越境なんて当たり前な東コレの話《水曜のケセラセラ》
SNSが生まれ、ライブ配信も当たり前になり「See now, Buy now」が選択肢として当然になりつつある今、もはや閉鎖的であることの方が難しく、裏を返せばうまい具合に隠されたものこそ魅力的に見える時代でもあります。そんな中、今シーズンで目立ったのは「見せて隠す」というディテール。すでに完成したコーディネートの中にシースルーのアイテムを重ねてぼやかしたり、アウターの袖やパンツのスリットから溢れ出るようにトップスや肌を見せたり。そんなディテールからは、全てが否応なしにさらされてしまう時代だからこその「視線から逃れたい、でも見せたい」というちぐはぐな欲望を感じ取りました。

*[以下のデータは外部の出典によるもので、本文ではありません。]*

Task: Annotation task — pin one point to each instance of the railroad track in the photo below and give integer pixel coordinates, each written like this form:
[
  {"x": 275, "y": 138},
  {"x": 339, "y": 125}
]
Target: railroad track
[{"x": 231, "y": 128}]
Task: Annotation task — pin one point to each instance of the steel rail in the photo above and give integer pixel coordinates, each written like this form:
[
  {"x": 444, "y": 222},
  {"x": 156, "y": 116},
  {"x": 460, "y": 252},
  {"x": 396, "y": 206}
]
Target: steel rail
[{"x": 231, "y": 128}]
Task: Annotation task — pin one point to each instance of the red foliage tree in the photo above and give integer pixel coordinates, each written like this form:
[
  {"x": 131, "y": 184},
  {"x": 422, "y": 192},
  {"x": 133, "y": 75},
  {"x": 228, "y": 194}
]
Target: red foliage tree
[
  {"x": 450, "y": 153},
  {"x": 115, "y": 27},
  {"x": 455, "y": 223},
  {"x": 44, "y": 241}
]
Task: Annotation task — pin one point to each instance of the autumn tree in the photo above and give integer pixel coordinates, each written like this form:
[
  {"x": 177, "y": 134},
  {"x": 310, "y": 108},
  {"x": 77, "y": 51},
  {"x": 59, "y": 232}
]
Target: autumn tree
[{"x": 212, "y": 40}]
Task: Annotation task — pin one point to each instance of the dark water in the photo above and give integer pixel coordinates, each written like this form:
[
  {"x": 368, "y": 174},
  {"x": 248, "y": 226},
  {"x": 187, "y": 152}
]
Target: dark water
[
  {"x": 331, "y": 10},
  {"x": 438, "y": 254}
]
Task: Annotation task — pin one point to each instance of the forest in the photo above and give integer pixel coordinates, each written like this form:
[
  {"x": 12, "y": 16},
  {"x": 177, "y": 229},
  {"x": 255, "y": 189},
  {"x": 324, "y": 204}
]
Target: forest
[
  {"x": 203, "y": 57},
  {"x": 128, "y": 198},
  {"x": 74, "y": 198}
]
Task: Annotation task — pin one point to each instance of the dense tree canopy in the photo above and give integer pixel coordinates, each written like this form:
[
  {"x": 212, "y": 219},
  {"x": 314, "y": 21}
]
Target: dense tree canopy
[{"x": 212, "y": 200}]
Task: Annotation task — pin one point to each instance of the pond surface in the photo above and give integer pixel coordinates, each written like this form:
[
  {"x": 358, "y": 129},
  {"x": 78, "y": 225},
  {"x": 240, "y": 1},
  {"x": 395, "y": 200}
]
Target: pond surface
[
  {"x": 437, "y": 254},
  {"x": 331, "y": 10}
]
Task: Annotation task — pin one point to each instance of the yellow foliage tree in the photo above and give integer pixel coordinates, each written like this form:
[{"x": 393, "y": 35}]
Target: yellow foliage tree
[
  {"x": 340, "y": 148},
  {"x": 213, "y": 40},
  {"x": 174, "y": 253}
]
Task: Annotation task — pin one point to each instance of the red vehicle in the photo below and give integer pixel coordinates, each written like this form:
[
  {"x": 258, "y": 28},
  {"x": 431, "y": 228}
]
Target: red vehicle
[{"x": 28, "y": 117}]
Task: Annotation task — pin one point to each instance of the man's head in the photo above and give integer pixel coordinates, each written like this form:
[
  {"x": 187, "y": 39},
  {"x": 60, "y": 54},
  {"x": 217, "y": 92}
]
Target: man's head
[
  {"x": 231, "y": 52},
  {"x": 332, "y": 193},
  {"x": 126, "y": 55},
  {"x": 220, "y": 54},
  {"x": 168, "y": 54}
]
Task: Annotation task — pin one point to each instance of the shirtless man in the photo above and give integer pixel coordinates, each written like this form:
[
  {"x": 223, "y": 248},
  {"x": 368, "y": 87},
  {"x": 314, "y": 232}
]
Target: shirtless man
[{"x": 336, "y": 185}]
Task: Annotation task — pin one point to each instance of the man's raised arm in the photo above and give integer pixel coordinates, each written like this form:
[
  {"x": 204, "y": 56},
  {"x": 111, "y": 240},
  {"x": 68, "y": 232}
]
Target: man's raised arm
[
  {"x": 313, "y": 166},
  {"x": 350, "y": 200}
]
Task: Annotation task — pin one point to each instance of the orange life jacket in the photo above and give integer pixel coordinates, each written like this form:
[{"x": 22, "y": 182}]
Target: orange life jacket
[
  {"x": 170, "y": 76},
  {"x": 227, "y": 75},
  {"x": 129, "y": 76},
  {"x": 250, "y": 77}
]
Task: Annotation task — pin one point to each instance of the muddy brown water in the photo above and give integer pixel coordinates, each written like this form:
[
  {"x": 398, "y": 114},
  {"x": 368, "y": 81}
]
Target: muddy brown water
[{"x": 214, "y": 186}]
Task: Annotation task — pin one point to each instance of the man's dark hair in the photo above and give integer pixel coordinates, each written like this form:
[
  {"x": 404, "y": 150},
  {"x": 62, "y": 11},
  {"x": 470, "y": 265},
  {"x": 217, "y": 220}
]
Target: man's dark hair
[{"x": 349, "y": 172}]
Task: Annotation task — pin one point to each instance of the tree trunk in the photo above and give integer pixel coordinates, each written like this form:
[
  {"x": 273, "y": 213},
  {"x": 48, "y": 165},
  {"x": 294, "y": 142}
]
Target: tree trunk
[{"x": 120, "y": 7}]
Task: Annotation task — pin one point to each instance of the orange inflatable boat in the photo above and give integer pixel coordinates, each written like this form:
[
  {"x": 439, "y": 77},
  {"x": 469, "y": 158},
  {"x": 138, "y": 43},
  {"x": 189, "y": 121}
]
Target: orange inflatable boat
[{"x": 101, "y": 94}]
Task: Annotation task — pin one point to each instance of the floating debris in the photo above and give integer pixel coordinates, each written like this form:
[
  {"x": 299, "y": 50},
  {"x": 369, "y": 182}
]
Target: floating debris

ざくろプリントのチュールレイヤードが美しい 5-knot
深く入ったスリットからレースがちらり DRESSEDUNDRESSED
メッシュから人工的なメッキの輝きが透ける YOHEI OHNO
顧客参加型のショーもいくつか開催されましたが、これもある種「見せて隠す」ものだったかもしれません。顧客としてそのエクスクルーシブな空間を共有できるのも限られた人のみで、画面越しで見ていた多くの人たちはショーの全容ではなく隠された一部分しか見られない。